L’azienda, nata in Svizzera, declina i servizi gestiti attraverso una strategia che mira a migliorare la produttività grazie a un approccio “olistico”.

Pubblicato il 18 Gen 2023

Nexthink

Si chiama Infinity e, dalle parti di Nexthink, viene definita come una piattaforma di Digital Employee Experience. Una definizione che può ingannare, visto che a uno sguardo più approfondito la piattaforma appare come un mix tra un sistema di monitoraggio, telemetria e raccolta di feedback degli utenti.

Nel corso della presentazione alla stampa, i responsabili dell’azienda ne hanno illustrato le caratteristiche e, soprattutto la logica che sottende al sistema. Lo scenario che ne emerge mostra l’impatto che può avere il coinvolgimento dei dipendenti in quelle attività che normalmente vengono considerate squisitamente “tecniche”.

L’approccio di Infinity

Sintetizzando, la prospettiva che ispira Nexthink è quella di “mettere al centro” l’esperienza lavorativa degli impiegati. “Il livello di soddisfazione di chi lavora in azienda è una preziosa cartina tornasole per individuare eventuali problematiche” spiega Alamo Pizzini, Senior Solution Lead Italia di Nexthink. “Registrare il sentiment di un impiegato, infatti, permette di dare maggiore spessore alle analisi delle sue attività”.

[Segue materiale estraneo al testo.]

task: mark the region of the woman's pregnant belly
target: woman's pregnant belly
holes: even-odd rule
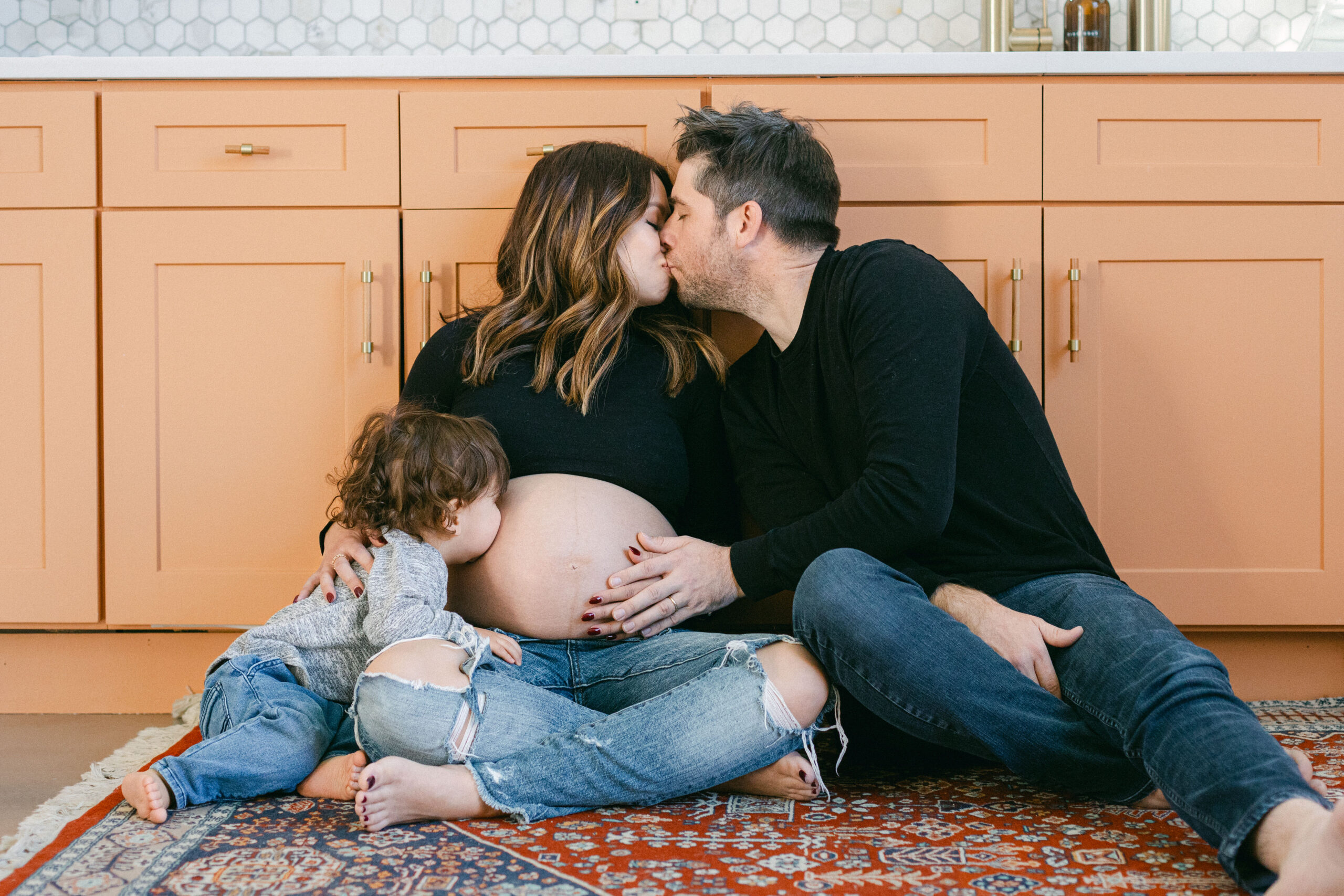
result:
[[[542,473],[509,480],[500,532],[448,576],[448,607],[473,625],[530,638],[587,638],[579,619],[613,572],[630,566],[634,533],[676,535],[652,504],[618,485]]]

Inutile sottolineare come un approccio simile affondi le sue radici anche nel processo di trasformazione delle modalità di lavoro, che in contesti ibridi (lavoro da remoto alternato a presenza in ufficio) richiede una maggiore attenzione per quella che è la user experience nella quotidianità e la capacità di individuare tempestivamente eventuali problemi che possano pregiudicare la produttività.

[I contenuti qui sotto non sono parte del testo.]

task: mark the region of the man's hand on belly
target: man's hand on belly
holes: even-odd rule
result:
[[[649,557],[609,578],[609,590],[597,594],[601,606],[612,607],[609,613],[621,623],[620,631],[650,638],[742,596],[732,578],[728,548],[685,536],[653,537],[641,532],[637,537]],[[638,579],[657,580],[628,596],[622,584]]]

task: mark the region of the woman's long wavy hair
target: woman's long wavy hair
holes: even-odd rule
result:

“Nella pratica, la nostra soluzione è complementare ai sistemi di monitoraggio degli endpoint o del network” prosegue Pizzini. “Alla base c’è il concetto di visibilità end-to-end, composta da una serie di informazioni raccolte sull’attività del dipendente, l’applicazione, la connettività e il sentiment. L’uso di intelligenza artificiale consente di utilizzare queste informazioni per capire il contesto in cui si collocano gli insight raccolti”.

L’obiettivo, precisa il manager, è quello di fornire ai responsabili IT delle informazioni già “lavorate”, che consentano di comprendere meglio se esista un problema che sta impattando sul lavoro dell’impiegato e quale sia la causa. “La voce del dipendente è un elemento fondamentale per completare le informazioni raccolte dalla telemetria” sottolinea Pizzini.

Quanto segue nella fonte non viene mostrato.